Hi again,
I found out that if I add an
MPI_Barrier after the MPI_Recv part, then there is no minute-long latency.
Is it possible that even if MPI_Recv returns, the openib btl does not
guarantee that the acknowledgement is sent promptly ? In other words, is
it possible that the computation following the MPI_Recv delays the
acknowledgement ? If so, is it supposed to be this way, or is it normal,
and why isn't the same behavior observed with the tcp btl ?
Maxime Boissonneault
Le 2013-02-14 11:50, Maxime Boissonneault a écrit :
Hi,
I have a strange case here. The application is "plink"
(http://pngu.mgh.harvard.edu/~purcell/plink/download.shtml). The
computation/communication pattern of the application is the following :
1- MPI_Init
2- Some single rank computation
3- MPI_Bcast
4- Some single rank computation
5- MPI_Barrier
6- rank 0 sends data to each other rank with MPI_Ssend, one rank at a
time.
6- other ranks use MPI_Recv
7- Some single rank computation
8- other ranks send result to rank 0 with MPI_Ssend
8- rank 0 receives data with MPI_Recv
9- rank 0 analyses result
10- MPI_Finalize
The amount of data being sent is of the order of the kilobytes, and we
have IB.
The problem we observe is in step 6. I've output dates before and
after each MPI operation. With the openib btl, the behavior I observe
is that :
- rank 0 starts sending
- rank n receives almost instantly, and MPI_Recv returns.
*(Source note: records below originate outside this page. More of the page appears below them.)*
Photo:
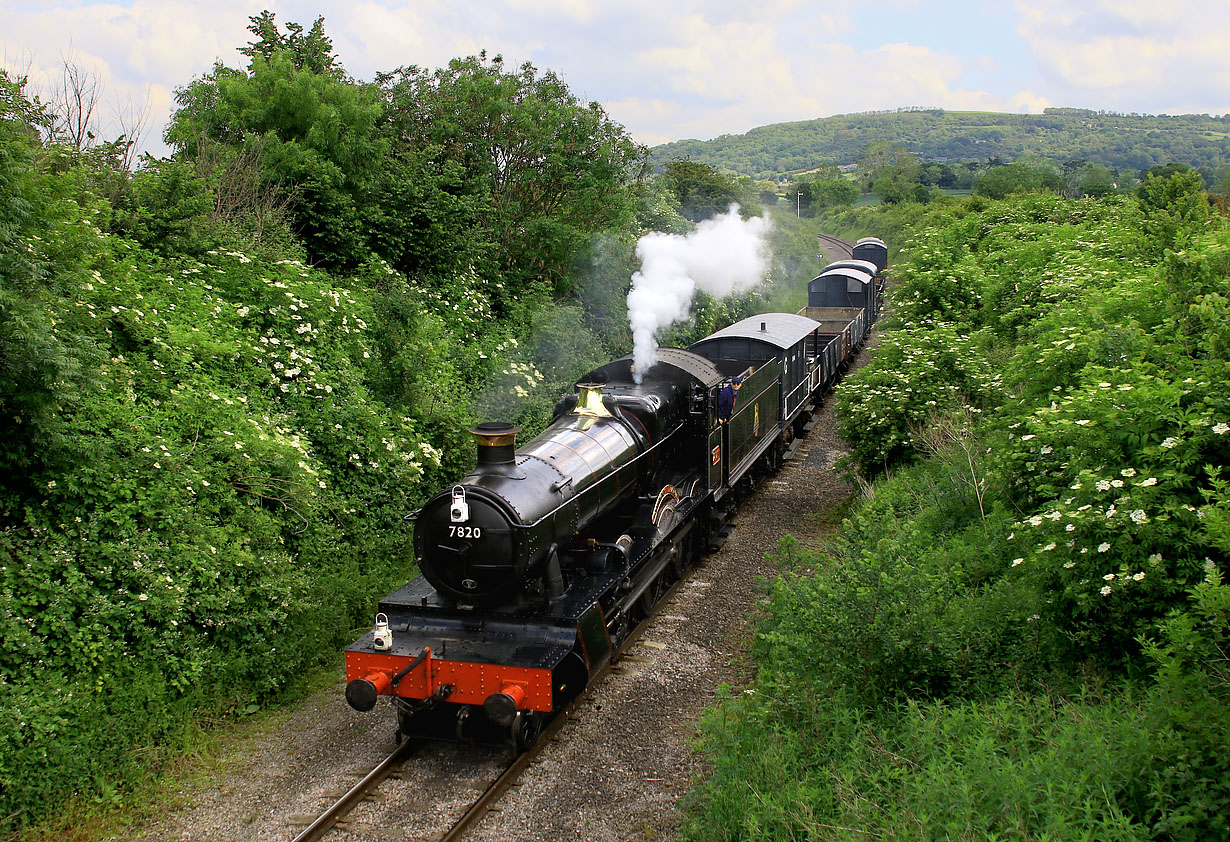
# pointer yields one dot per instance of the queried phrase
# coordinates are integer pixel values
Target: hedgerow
(1022, 632)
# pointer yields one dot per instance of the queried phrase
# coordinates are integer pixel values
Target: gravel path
(615, 773)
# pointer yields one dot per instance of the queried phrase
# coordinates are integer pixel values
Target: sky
(675, 69)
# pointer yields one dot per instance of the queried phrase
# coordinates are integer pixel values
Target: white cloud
(1132, 54)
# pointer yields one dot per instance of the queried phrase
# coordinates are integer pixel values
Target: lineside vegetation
(1022, 632)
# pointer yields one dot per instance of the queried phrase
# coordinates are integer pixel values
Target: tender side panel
(471, 682)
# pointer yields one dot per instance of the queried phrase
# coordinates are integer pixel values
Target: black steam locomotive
(540, 561)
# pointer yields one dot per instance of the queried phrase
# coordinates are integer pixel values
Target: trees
(308, 124)
(701, 189)
(1017, 177)
(313, 130)
(546, 171)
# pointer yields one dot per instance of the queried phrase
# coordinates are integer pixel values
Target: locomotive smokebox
(497, 443)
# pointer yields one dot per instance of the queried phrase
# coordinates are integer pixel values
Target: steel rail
(346, 803)
(514, 770)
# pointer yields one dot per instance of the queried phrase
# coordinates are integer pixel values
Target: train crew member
(726, 400)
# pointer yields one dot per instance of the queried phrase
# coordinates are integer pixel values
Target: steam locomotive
(539, 562)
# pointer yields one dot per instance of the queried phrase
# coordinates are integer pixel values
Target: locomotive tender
(539, 562)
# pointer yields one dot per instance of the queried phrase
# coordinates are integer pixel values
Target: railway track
(335, 815)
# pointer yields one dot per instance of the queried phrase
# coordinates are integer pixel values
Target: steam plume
(723, 255)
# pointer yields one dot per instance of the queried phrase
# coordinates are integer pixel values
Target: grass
(212, 746)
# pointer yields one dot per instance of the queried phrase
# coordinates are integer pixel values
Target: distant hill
(1122, 141)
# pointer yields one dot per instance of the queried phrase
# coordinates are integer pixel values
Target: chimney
(497, 443)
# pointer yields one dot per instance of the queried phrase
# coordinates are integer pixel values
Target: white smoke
(723, 255)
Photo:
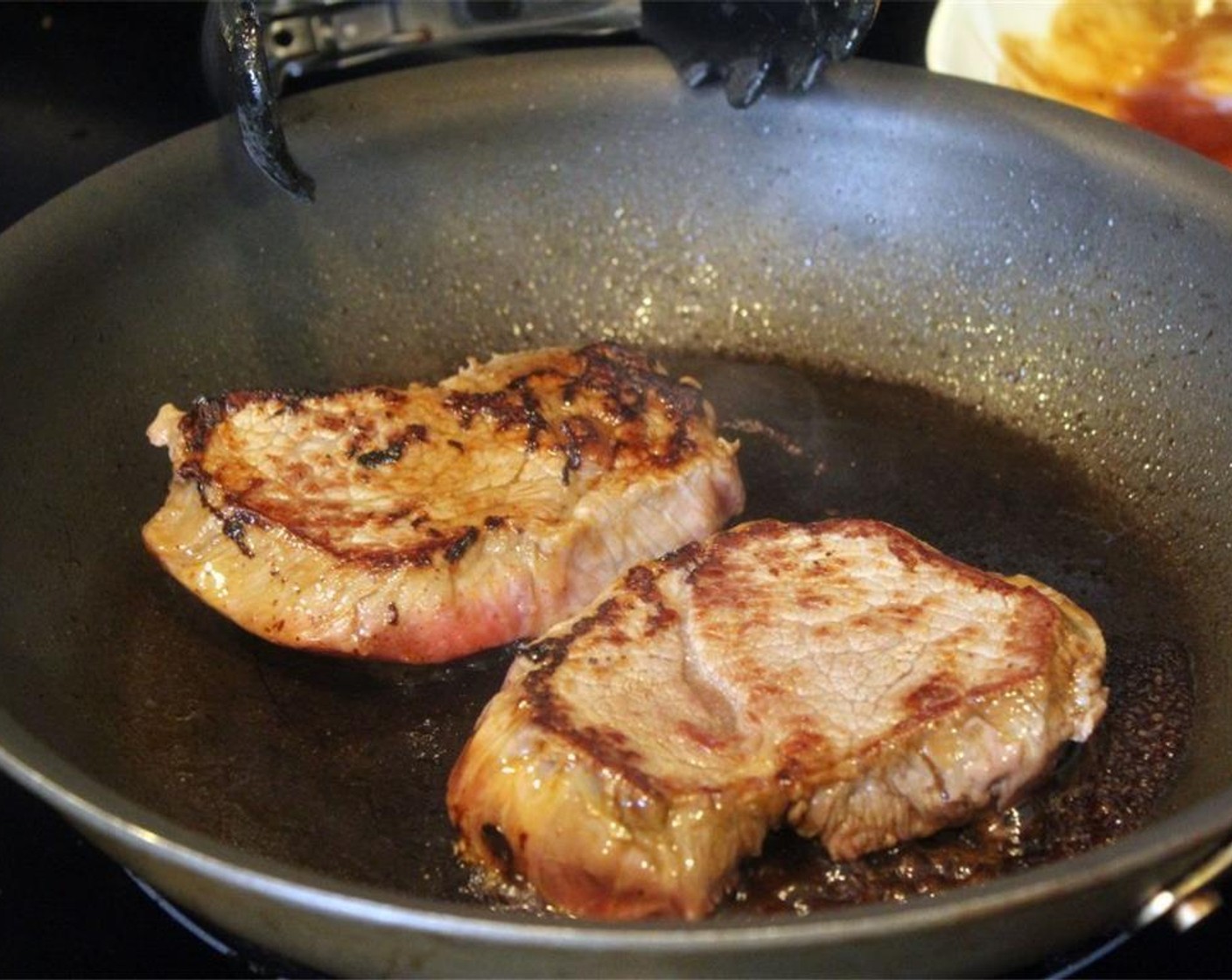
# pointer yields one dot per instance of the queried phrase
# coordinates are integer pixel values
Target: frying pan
(1059, 279)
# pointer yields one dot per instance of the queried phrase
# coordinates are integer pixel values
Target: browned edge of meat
(429, 523)
(842, 678)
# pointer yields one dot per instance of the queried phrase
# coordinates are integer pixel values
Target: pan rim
(136, 829)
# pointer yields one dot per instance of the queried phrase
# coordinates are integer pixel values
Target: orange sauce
(1163, 66)
(1173, 102)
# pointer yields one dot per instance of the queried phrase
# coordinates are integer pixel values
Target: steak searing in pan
(842, 678)
(428, 523)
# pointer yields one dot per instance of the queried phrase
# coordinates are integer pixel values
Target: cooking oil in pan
(817, 445)
(340, 766)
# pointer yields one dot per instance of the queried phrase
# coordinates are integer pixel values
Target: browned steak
(428, 523)
(842, 677)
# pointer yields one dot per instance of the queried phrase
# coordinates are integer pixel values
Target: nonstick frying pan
(1003, 287)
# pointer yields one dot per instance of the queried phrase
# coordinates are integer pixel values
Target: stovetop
(83, 85)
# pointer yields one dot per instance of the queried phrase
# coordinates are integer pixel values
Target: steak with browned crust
(428, 523)
(842, 678)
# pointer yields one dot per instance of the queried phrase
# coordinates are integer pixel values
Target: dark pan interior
(1032, 307)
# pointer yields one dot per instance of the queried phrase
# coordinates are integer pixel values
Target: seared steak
(842, 677)
(428, 523)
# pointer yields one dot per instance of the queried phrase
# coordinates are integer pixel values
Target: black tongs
(746, 45)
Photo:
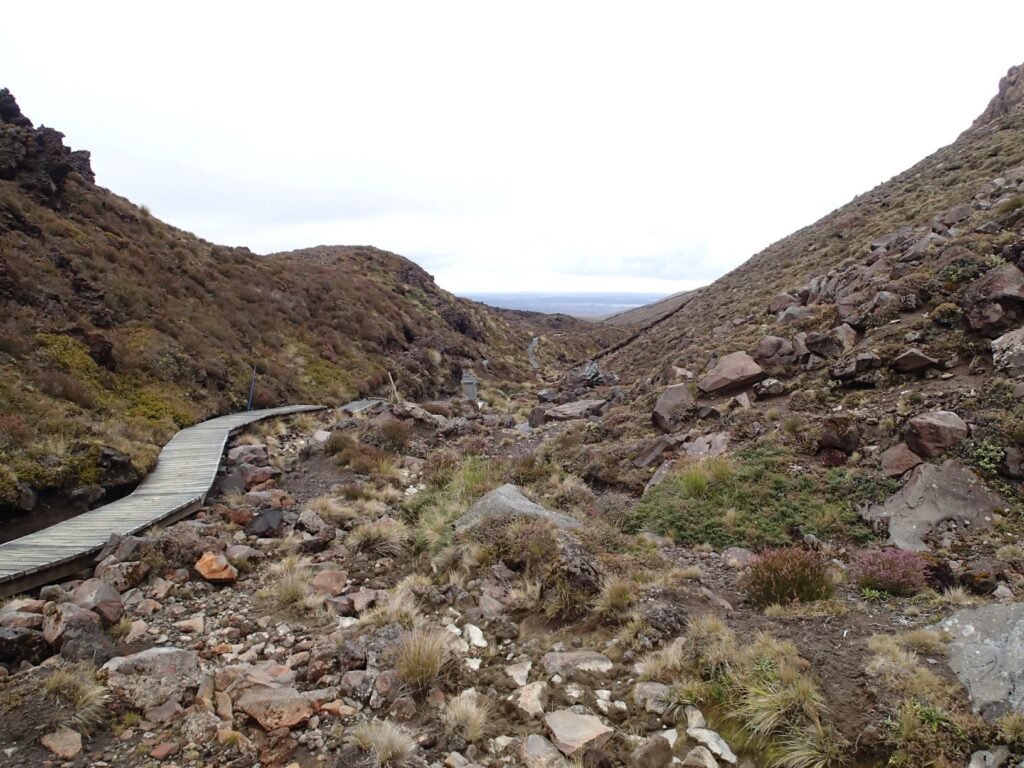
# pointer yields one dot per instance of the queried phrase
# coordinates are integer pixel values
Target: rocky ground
(427, 586)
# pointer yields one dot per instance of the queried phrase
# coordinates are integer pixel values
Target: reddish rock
(279, 708)
(165, 750)
(780, 302)
(59, 617)
(933, 433)
(330, 583)
(898, 460)
(733, 371)
(99, 597)
(64, 742)
(913, 361)
(214, 567)
(674, 406)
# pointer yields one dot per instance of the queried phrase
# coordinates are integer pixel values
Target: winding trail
(185, 471)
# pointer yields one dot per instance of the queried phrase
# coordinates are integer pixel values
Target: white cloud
(557, 146)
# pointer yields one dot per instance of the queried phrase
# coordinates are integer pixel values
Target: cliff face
(116, 329)
(1009, 97)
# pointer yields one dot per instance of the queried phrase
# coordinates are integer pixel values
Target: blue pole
(252, 389)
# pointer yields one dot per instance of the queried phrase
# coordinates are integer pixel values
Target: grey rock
(986, 653)
(673, 407)
(508, 502)
(931, 496)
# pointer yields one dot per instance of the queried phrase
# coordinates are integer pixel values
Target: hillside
(117, 329)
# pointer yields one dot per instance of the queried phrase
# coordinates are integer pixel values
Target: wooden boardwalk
(184, 473)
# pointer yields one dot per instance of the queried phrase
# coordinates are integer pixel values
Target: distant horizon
(642, 148)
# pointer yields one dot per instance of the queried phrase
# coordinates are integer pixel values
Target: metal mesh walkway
(184, 473)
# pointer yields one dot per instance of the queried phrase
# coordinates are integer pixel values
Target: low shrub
(894, 571)
(785, 576)
(423, 656)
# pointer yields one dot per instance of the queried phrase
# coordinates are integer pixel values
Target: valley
(773, 522)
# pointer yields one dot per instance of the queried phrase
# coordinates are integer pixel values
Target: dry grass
(75, 686)
(388, 743)
(381, 538)
(423, 657)
(525, 595)
(616, 596)
(467, 716)
(290, 587)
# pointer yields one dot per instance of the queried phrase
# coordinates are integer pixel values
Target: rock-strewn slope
(117, 329)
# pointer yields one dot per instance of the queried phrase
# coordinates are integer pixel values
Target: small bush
(381, 538)
(894, 571)
(395, 435)
(75, 686)
(785, 576)
(467, 716)
(389, 743)
(423, 657)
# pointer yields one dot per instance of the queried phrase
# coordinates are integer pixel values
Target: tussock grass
(388, 743)
(75, 686)
(616, 596)
(380, 538)
(423, 657)
(290, 587)
(467, 716)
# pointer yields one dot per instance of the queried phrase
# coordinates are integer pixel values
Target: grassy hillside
(117, 329)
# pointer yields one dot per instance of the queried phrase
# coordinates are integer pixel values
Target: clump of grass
(786, 576)
(467, 716)
(423, 656)
(290, 587)
(663, 665)
(616, 596)
(75, 686)
(395, 435)
(381, 538)
(524, 596)
(388, 743)
(327, 507)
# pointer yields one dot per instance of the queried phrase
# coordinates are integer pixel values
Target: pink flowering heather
(895, 571)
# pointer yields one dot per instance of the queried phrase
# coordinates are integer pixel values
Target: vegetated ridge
(117, 329)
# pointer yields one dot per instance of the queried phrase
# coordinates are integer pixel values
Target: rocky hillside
(117, 329)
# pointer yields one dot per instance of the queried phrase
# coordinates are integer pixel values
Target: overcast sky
(513, 146)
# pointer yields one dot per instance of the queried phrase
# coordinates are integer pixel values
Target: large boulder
(155, 676)
(774, 350)
(673, 407)
(22, 644)
(986, 652)
(732, 372)
(508, 502)
(934, 495)
(1008, 353)
(576, 410)
(573, 734)
(933, 433)
(995, 301)
(61, 619)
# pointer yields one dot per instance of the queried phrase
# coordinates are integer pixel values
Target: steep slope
(117, 329)
(729, 313)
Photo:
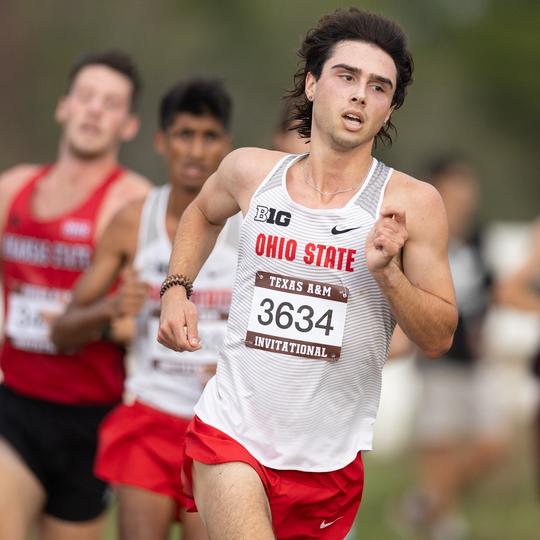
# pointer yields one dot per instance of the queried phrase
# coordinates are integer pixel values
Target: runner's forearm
(194, 240)
(427, 320)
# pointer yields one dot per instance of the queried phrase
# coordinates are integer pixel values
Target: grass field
(503, 507)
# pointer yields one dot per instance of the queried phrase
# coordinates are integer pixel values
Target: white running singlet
(162, 378)
(299, 377)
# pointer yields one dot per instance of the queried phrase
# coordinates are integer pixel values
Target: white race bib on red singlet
(26, 320)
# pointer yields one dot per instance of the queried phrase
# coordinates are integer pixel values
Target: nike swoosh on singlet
(324, 524)
(335, 230)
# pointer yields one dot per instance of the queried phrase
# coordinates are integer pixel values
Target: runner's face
(193, 146)
(96, 113)
(352, 98)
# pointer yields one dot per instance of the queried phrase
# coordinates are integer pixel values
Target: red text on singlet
(41, 261)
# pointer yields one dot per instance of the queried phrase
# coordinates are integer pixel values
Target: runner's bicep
(217, 189)
(98, 278)
(425, 254)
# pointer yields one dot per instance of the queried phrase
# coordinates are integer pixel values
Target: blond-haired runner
(50, 218)
(140, 443)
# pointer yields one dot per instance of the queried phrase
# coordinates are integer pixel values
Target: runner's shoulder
(249, 165)
(133, 185)
(16, 177)
(412, 194)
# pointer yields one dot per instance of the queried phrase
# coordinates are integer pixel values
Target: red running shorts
(304, 505)
(141, 446)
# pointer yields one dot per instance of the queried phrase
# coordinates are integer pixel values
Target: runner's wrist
(177, 282)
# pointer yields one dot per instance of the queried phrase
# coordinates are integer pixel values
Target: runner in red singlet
(50, 219)
(140, 442)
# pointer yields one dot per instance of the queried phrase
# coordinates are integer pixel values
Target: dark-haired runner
(335, 248)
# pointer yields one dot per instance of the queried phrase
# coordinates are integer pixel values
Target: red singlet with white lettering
(41, 261)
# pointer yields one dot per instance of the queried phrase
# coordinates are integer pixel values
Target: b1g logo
(272, 216)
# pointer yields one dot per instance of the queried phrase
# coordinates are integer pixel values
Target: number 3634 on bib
(296, 316)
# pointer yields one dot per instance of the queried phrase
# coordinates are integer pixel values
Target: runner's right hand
(178, 321)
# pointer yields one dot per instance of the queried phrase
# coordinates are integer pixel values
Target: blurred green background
(476, 88)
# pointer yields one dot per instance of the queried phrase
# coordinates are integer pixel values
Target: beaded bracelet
(174, 280)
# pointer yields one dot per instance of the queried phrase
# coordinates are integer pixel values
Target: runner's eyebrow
(358, 71)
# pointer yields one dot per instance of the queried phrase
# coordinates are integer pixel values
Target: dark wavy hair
(114, 59)
(344, 25)
(197, 96)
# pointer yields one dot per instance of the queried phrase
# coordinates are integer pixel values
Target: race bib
(27, 323)
(211, 335)
(297, 316)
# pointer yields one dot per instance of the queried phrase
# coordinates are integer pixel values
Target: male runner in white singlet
(51, 216)
(335, 248)
(140, 447)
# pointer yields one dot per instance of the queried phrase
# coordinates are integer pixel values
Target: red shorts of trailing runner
(141, 446)
(304, 505)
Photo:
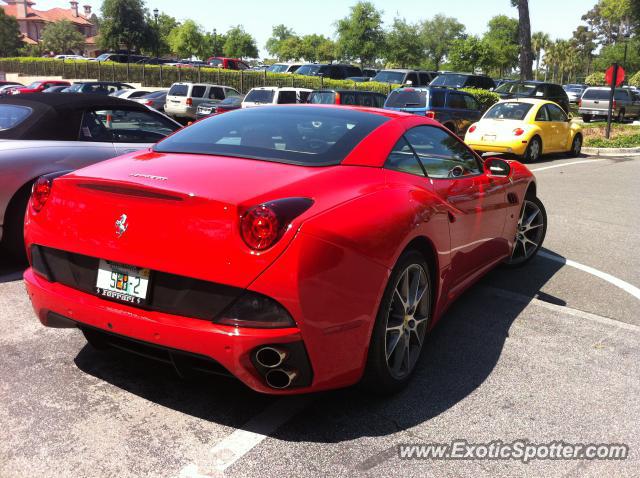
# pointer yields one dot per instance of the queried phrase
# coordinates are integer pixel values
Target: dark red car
(227, 63)
(298, 248)
(39, 86)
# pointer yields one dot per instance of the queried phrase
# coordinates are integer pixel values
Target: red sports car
(298, 248)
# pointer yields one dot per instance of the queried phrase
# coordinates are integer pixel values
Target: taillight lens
(40, 193)
(263, 225)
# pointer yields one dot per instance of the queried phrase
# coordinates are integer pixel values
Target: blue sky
(556, 17)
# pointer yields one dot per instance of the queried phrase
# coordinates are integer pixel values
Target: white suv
(183, 98)
(272, 95)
- rank 0's MPI_Ssend often returns _minutes_.
It looks like the acknowledgement from rank n takes minutes to reach
rank 0.
Now, the tricky part is that if I disable the openib btl to use
instead tcp over IB, there is no such latency and the acknowledgement
comes back within a fraction of a second. Also, if rank 0 and rank n
are on the same node, the acknowledgement is also quasi-instantaneous
(I guess it goes through the SM btl instead of openib).
I tried to reproduce this in a simple case, but I observed no such
latency. The duration that I got for the whole communication is of the
order of milliseconds.
Does anyone have an idea of what could cause such very high latencies
when using the OpenIB BTL ?
Also, I tried replacing step 6 by explicitly sending a confirmation :
- rank 0 does MPI_Isend to rank n followed by MPI_Recv from rank n
- rank n does MPI_Recv from rank 0 followed by MPI_Isend to rank 0
In this case also, rank n's MPI_Isend executes quasi-instantaneously,
and rank 0's MPI_Recv only returns a few minutes later.
Thanks,
Maxime Boissonneault
--
---------------------------------
Maxime Boissonneault
Analyste de calcul - Calcul Québec, Université Laval
Ph. D. en physique